Incluso la monarquía evoluciona, aunque sea lentamente. Evolucionó con Isabel II, al igual que con Jorge VI. Seguramente evolucionará aún más con Carlos III, que está decidido a reducir el número de miembros de la realeza en activo y que seguramente también dejará de ser jefe de Estado de muchos países de la Commonwealth. Sin embargo, fuera de los muros de palacio, parece haber surgido un tabú colectivo a la hora de hablar del futuro de la vida británica sin la reina Isabel.

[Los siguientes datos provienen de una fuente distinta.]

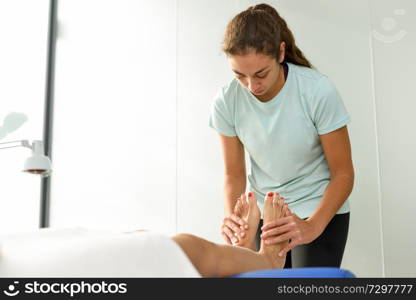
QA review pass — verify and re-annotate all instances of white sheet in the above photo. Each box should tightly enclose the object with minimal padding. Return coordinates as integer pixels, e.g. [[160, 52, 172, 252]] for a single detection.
[[0, 228, 200, 277]]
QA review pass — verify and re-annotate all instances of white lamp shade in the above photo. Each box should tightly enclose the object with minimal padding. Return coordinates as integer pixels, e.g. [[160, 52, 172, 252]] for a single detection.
[[23, 155, 52, 175]]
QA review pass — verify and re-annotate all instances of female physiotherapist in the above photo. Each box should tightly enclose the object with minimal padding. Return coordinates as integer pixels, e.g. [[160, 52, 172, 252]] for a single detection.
[[210, 4, 354, 268]]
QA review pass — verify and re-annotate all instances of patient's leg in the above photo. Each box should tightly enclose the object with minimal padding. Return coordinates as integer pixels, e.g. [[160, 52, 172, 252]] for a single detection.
[[233, 192, 260, 250], [172, 233, 273, 277], [172, 198, 285, 277]]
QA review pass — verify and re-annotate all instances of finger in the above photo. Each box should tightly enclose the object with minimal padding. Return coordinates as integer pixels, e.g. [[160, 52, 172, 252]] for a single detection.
[[224, 219, 244, 236], [230, 214, 247, 227], [265, 231, 297, 245], [279, 240, 300, 256], [273, 193, 279, 204], [260, 223, 294, 240], [222, 226, 238, 243], [261, 216, 292, 231], [221, 232, 232, 245]]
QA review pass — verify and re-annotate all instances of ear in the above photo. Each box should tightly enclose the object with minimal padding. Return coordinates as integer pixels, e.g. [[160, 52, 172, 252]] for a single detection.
[[279, 41, 286, 63]]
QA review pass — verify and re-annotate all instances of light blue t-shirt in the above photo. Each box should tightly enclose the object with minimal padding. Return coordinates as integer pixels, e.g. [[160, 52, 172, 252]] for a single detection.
[[209, 63, 351, 218]]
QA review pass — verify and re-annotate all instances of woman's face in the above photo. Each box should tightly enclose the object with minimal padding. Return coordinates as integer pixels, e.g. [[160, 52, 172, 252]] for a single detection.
[[228, 43, 284, 101]]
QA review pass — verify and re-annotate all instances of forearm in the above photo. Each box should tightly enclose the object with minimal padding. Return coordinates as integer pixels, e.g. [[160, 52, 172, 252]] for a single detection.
[[308, 174, 354, 231], [224, 175, 246, 216]]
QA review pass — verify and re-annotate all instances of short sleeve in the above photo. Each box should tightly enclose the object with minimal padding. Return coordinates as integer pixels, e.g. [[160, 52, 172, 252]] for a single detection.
[[311, 76, 351, 135], [209, 90, 237, 136]]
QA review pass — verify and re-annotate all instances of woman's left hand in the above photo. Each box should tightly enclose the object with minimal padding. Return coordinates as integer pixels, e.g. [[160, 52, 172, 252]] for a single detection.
[[260, 212, 325, 256]]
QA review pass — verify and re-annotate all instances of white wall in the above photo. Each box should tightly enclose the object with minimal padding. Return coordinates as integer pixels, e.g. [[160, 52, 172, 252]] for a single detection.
[[0, 0, 49, 234], [46, 0, 416, 277]]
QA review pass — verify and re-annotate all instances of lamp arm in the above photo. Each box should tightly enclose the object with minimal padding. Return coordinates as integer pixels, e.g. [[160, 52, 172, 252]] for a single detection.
[[0, 140, 33, 149]]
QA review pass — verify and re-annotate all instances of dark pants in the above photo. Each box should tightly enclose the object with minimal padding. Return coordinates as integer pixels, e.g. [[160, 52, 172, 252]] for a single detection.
[[256, 213, 350, 269]]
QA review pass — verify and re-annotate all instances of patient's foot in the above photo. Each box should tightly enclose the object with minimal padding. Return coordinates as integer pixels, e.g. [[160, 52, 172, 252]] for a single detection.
[[233, 192, 261, 251], [259, 193, 288, 269]]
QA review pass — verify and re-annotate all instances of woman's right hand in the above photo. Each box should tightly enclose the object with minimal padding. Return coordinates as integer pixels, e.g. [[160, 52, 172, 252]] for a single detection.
[[221, 213, 248, 245]]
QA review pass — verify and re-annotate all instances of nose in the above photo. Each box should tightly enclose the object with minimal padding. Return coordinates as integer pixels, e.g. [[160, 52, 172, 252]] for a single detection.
[[247, 78, 259, 92]]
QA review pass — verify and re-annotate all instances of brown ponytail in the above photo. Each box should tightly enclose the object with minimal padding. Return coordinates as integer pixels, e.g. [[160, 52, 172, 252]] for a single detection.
[[222, 4, 313, 68]]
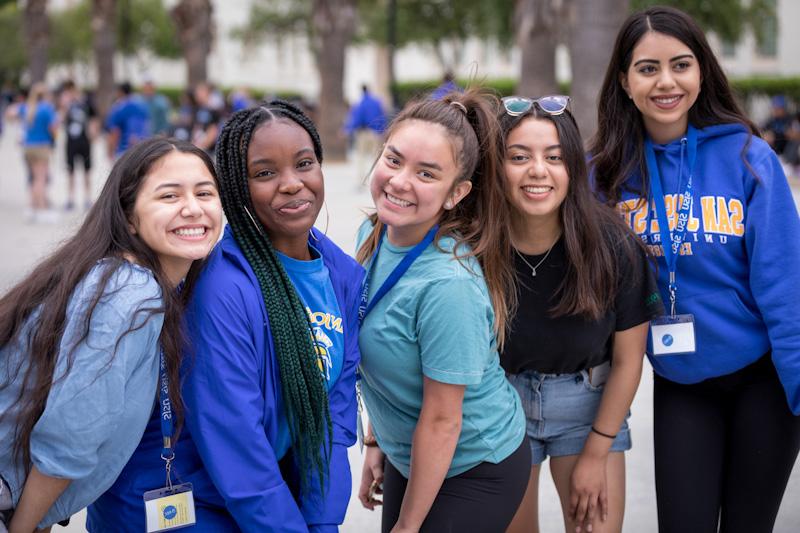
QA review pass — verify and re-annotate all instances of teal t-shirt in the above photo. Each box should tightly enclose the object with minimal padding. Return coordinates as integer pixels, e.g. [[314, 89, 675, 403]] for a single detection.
[[358, 222, 525, 477], [275, 244, 344, 459]]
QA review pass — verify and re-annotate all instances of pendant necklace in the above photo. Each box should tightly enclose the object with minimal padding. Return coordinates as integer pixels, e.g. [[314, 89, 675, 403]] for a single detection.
[[514, 235, 561, 278]]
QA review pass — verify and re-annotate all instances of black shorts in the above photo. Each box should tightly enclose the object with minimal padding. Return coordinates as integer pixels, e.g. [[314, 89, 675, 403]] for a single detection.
[[67, 138, 92, 172]]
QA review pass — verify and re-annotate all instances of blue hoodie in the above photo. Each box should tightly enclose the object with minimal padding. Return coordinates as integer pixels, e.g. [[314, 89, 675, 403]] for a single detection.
[[617, 124, 800, 414], [87, 228, 364, 533]]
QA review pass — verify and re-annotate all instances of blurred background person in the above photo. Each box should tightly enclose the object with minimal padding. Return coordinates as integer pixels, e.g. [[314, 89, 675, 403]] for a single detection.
[[228, 87, 256, 114], [345, 84, 386, 187], [142, 79, 172, 135], [106, 81, 150, 160], [61, 80, 97, 211], [19, 83, 58, 222], [192, 83, 224, 157]]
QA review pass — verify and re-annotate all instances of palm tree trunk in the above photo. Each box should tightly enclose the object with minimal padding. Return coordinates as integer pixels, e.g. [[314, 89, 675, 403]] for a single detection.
[[92, 0, 117, 117], [171, 0, 214, 87], [514, 0, 558, 97], [569, 0, 629, 141], [24, 0, 50, 84], [312, 0, 357, 161]]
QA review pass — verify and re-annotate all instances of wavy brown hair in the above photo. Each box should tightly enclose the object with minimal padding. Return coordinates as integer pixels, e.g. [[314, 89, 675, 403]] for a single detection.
[[356, 88, 513, 345], [498, 105, 643, 320], [589, 6, 760, 204], [0, 138, 216, 471]]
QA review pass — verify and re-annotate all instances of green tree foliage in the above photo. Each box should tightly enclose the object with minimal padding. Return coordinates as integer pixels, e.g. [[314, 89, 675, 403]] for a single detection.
[[0, 1, 27, 83], [233, 0, 514, 55], [49, 0, 181, 65], [631, 0, 775, 43]]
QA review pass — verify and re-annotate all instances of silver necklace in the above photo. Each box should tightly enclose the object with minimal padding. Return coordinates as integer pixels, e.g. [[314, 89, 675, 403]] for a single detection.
[[514, 235, 561, 278]]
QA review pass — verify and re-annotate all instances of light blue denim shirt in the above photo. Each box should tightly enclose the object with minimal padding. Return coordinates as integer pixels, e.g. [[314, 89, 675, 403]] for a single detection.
[[0, 260, 164, 527]]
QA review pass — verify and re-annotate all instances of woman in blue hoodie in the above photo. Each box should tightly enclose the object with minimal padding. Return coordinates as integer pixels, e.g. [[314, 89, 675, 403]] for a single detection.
[[89, 100, 363, 533], [591, 7, 800, 533]]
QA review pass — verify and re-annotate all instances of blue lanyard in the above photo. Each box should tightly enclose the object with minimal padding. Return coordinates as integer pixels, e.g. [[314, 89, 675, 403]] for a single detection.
[[358, 224, 439, 324], [644, 124, 697, 316], [158, 348, 175, 465]]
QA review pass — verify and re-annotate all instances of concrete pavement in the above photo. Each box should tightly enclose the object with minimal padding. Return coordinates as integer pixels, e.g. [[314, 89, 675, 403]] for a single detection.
[[0, 125, 800, 533]]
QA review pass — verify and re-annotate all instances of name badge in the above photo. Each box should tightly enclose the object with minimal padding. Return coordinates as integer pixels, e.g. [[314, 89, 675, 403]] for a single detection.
[[144, 483, 196, 533], [650, 315, 696, 356]]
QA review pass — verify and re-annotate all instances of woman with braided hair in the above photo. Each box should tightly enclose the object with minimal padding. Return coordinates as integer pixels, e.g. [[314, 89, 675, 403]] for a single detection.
[[90, 100, 363, 533]]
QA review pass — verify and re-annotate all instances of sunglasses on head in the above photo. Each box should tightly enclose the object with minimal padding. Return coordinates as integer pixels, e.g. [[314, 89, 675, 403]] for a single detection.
[[503, 94, 569, 117]]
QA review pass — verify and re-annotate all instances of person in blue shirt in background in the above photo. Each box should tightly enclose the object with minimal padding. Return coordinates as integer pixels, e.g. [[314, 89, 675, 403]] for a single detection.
[[105, 81, 151, 160], [430, 70, 463, 100], [88, 100, 363, 533], [0, 139, 222, 533], [18, 83, 58, 222], [356, 89, 531, 533], [590, 7, 800, 533], [142, 79, 172, 135], [345, 85, 386, 187]]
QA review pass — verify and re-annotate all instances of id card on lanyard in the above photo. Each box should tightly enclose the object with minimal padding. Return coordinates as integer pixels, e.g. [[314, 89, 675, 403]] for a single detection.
[[356, 224, 439, 451], [143, 349, 196, 533], [644, 124, 697, 356]]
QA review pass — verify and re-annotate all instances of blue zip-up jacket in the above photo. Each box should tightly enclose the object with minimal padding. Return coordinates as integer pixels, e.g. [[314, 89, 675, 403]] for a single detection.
[[618, 124, 800, 414], [87, 228, 364, 533]]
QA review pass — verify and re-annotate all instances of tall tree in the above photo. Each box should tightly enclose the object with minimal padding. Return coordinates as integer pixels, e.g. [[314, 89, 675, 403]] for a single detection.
[[171, 0, 214, 87], [0, 0, 28, 84], [92, 0, 117, 117], [311, 0, 357, 160], [631, 0, 775, 43], [236, 0, 358, 160], [24, 0, 50, 83], [514, 0, 566, 96], [568, 0, 629, 141]]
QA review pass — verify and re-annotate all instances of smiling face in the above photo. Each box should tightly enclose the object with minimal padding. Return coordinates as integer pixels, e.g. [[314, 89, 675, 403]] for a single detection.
[[620, 31, 702, 143], [247, 119, 325, 259], [130, 150, 222, 285], [503, 117, 569, 232], [370, 119, 472, 246]]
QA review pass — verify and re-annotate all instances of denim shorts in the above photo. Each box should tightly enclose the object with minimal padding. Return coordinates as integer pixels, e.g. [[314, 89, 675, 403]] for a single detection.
[[508, 370, 631, 465]]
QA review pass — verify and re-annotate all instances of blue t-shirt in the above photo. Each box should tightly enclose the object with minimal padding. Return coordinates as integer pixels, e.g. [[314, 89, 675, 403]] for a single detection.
[[358, 222, 525, 477], [0, 261, 164, 528], [106, 96, 150, 154], [275, 248, 344, 459], [19, 102, 58, 146]]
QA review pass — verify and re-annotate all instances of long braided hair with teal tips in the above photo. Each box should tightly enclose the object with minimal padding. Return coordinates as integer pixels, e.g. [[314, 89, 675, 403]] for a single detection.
[[216, 100, 332, 491]]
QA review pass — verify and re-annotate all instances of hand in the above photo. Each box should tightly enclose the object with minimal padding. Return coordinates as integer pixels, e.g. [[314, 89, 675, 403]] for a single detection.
[[358, 446, 384, 511], [567, 455, 608, 533]]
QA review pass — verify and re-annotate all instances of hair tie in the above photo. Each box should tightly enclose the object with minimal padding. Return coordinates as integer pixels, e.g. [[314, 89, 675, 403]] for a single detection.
[[450, 100, 467, 116]]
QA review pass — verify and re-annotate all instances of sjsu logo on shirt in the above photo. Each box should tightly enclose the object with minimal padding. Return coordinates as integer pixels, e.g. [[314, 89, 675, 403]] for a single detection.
[[617, 194, 745, 256], [314, 327, 333, 381], [306, 307, 344, 381]]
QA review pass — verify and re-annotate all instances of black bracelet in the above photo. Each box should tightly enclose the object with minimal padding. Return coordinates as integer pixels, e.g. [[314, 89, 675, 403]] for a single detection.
[[592, 426, 617, 440]]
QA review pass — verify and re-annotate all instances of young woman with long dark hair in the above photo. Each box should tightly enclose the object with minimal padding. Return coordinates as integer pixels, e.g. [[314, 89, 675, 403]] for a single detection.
[[89, 100, 363, 533], [591, 7, 800, 533], [357, 90, 530, 533], [0, 139, 222, 533], [500, 96, 661, 533]]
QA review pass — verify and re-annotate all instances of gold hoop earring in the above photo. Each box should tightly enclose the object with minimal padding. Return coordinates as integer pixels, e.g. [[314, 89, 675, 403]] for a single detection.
[[311, 200, 331, 235]]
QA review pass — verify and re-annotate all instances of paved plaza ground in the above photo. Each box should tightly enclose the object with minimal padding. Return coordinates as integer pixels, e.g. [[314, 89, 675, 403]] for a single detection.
[[0, 125, 800, 533]]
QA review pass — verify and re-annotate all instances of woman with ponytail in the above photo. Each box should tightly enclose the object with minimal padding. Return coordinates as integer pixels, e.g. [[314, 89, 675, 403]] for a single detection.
[[89, 100, 363, 533], [358, 90, 531, 532]]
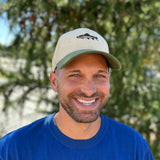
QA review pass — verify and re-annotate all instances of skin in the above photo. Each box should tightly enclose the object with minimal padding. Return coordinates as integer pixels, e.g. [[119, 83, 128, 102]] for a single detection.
[[50, 53, 110, 139]]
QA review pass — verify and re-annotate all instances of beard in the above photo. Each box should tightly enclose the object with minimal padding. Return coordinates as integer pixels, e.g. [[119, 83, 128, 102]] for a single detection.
[[58, 89, 108, 123]]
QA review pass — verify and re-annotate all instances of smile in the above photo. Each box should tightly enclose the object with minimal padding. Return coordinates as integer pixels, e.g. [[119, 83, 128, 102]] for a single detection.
[[77, 99, 96, 106]]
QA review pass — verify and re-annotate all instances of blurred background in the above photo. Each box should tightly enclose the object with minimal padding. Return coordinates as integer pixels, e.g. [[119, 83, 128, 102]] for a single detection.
[[0, 0, 160, 160]]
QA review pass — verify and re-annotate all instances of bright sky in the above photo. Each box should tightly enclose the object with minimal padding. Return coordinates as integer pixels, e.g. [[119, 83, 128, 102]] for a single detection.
[[0, 13, 14, 45]]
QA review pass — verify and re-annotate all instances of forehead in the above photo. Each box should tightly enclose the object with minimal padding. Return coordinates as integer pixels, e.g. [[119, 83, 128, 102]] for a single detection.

En enero se produjo un ejemplo atroz pero revelador de este hábito. Durante los momentos más tensos de la polémica causada por las fiestas celebradas por Boris Johnson durante el confinamiento, el líder de la oposición, el laborista Keir Starmer, se levantó en la Cámara de los Comunes y trazó un contraste entre la laxa atención a las normas para frenar la pandemia en el Downing Street de Boris Johnson y el escrupuloso y conmovedor respeto de esas normas por parte de la reina viuda en el funeral de su marido, el príncipe Felipe, en abril de 2021, durante la pandemia.

Fue un contraste que millones de personas ya habían percibido, pero que provocó una inmediata reprimenda del presidente de los Comunes, Lindsay Hoyle, que le dijo a Starmer: “Normalmente no mencionaríamos, y con razón, a la familia real. No entramos en discusiones sobre la familia real”.

Esta es una postura infantil para un parlamentario de alto nivel. Puede que el Parlamento no deba entrar en discusiones sobre la familia real, pero todos los demás en el país lo hacen. También, por supuesto, los medios de comunicación, que saben que la realeza -ya sea en forma de los ejemplares duques de Cambridge, a los más polémicos duques de Sussex, el deshonrado príncipe Andrés o el legado del encanto de Diana de Gales- vende. No se puede creer que el Parlamento tenga una ordenanza tan inútil sobre el sistema de monarquía constitucional en el que se basa su propia supremacía.

La idea de que la forma británica de hacer monarquía es el único modelo posible es un disparate. La británica es la única monarquía europea que es también la cabeza de una iglesia establecida. En parte por esa razón, la británica es la única que tiene una elaborada ceremonia de coronación para marcar un nuevo reinado. Si Liz Truss, la primera ministra británica, hubiera sido una líder política sueca, habría viajado a ver al presidente de su Parlamento esta semana para ser nombrada primera ministra; no habría ido a ver a la reina. El rey de Suecia tampoco tiene ningún papel en la convocatoria o disolución del Parlamento, y no da el visto bueno real a la legislación.

Un debate necesario

Estos son algunos de los muchos términos y condiciones de la monarquía constitucional que un país adulto podría discutir razonablemente, especialmente al final de un largo reinado como el de la reina Isabel II. La lista incluiría, sin duda, las numerosas formas de prerrogativas reales que ejerce la figura de primer ministro británico, pero que la época de Boris Johnson contribuyó a convertir en polémicas.

No hay que subestimar la agitación en la vida británica que desencadenará este cambio dinástico. Durante 70 años, la reina Isabel II ha sido una fuerza unificadora discreta pero extremadamente eficaz en un país que claramente se está fragmentando.

Su muerte acaba con esa fuerza; una fuerza que sus herederos no pueden dar por descontado que podrán reproducir. A su manera, esta sucesión será una de las mayores pruebas a las que se enfrentará el Reino Unido moderno. La política debe participar en este proceso.